Peter Lukasch wurde 1942 in Wien geboren. Nach dem Studium der Rechtswissenschaft trat er in den Staatsdienst ein, wo er bis zu seiner Pensionierung im Bereich der Strafjustiz tätig war. Seinem Interesse für Geschichte und Kriminalistik folgt der Autor in mehreren Zyklen historischer Kriminalromane, er hat aber auch Fantasieerzählungen und in Fachkreisen anerkannte Bücher zum Thema Kinder- und Jugendliteratur veröffentlicht.

Kapitel 1
Von den Anfängen bis zu den Napoleonischen Kriegen


I. Die Entstehung einer deutschsprachigen Kinder- und
Jugendliteratur und ihr pädagogisch- weltanschaulicher Anspruch

Für die Entstehung einer Kinder- und Jugendliteratur als eigenständigen Literaturzweig bedurfte es geistesgeschichtlicher, volksbildnerischer, technischer und gesellschaftlicher Voraussetzungen, die im letzten Drittel des 18. Jahrhunderts wirksam wurden. Denn erst die Geistesströmung der Aufklärung begriff in ihrer späten Phase die Kindheit in der Entwicklung des Individuums als eigenen Lebensabschnitt, der besonderen Bedingungen unterworfen ist und einer speziellen Zuwendung bedarf. Man kann sagen, die Entdeckung der Kindheit und damit auch eine spezielle Kinderliteratur sind Schöpfungen der Aufklärung.

Von einer deutschsprachigen Kinder- und Jugendliteratur kann man daher auch erst ab dem letzten Drittel des 18. Jahrhunderts sprechen. Denn erst ab diesem Zeitpunkt begannen sich die entsprechenden Schriften direkt an ihren Adressatenkreis zu richten. Erziehungsbüchlein, wie sie teilweise schon vorher bestanden hatten, enthielten zwar bereits kindergerechtes Lesegut, waren aber primär als Unterrichtsbehelfe für die Erziehenden bestimmt gewesen.

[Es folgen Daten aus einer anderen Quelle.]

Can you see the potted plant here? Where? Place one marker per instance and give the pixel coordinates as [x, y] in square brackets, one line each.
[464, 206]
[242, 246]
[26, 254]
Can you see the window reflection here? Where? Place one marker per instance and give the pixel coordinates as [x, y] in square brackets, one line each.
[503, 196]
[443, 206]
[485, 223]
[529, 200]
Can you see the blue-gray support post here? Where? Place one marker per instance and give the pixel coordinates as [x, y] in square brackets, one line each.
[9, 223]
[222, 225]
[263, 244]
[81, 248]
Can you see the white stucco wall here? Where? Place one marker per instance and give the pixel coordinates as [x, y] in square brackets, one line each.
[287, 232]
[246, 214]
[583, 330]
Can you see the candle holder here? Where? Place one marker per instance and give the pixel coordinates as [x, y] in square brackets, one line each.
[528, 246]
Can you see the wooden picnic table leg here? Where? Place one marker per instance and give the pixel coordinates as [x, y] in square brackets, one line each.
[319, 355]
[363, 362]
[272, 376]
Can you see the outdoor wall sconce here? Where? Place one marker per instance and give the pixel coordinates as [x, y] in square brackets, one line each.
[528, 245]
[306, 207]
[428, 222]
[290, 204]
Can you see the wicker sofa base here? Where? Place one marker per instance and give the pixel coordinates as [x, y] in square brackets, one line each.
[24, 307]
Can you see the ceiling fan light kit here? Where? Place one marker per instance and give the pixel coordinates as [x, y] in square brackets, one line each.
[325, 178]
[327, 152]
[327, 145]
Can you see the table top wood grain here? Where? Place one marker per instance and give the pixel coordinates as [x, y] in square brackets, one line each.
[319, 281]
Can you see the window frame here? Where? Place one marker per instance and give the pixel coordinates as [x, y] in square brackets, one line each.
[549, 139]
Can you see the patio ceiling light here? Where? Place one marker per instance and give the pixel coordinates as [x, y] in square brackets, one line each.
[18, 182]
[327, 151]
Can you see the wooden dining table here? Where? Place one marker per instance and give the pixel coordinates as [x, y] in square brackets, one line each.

Die frühe deutschsprachige Kinder- und Jugendliteratur wurde entscheidend von der französischen Aufklärung und von französischen Vorbildern geprägt. Der für Kinderschriften tragende Gedanke, Kinder in einem pädagogischliterarischen Werk direkt als Ansprechpartner zu wählen und ihnen damit die Position eines – wenngleich unwissenden und daher zu belehrenden, so doch – ernst zu nehmenden Gesprächspartners einzuräumen, wurde in einer allgemein beachteten und publikumswirksamen Weise erstmals von der auch in England tätigen französischen Pädagogin Maria Leprince de Beaumont, von der auch das bekannte Märchen „La Belle et la bête“ (Die Schöne und das Biest) stammt, in ihrem Buch Lehrreiches Magazin für Kinder, zur richtigen Bildung ihres Verstandes und ihres Herzens, verwirklicht. Das Buch erschien 1757, die deutsche Übersetzung bereits 1758 und übte erheblichen Einfluss auf die entstehende deutsche Jugendliteratur aus. Leprince de Beaumont schärfte das Bewusstsein für die im Rahmen der erzieherischen Jugendliteratur zentrale Fragestellung, wie denn über die bloße Faktenvermittlung hinaus in einem literarischen Werk auch abstraktere, der Moral und Charakterbildung dienende Ausführungen, sowohl inhaltlich als auch sprachlich in einer für Kinder direkt zugänglichen Weise vermittelt werden könnten.

Entsprechend ihrer Forderung nach einer verstandesgemäß durchdrungenen Lebensgestaltung war Ausbildung und Pädagogik für die Aufklärung ein zentrales Anliegen. Verlangt wurde die Erziehung zu einer von Vernunft bestimmten sittlichen Lebensweise. Diese Gedanken wurden von Rousseau, J. B. Basedow15, J. H. Campe und J. H. Pestalozzi16 propagiert und fanden ihren Niederschlag in zahlreichen Schulreformen.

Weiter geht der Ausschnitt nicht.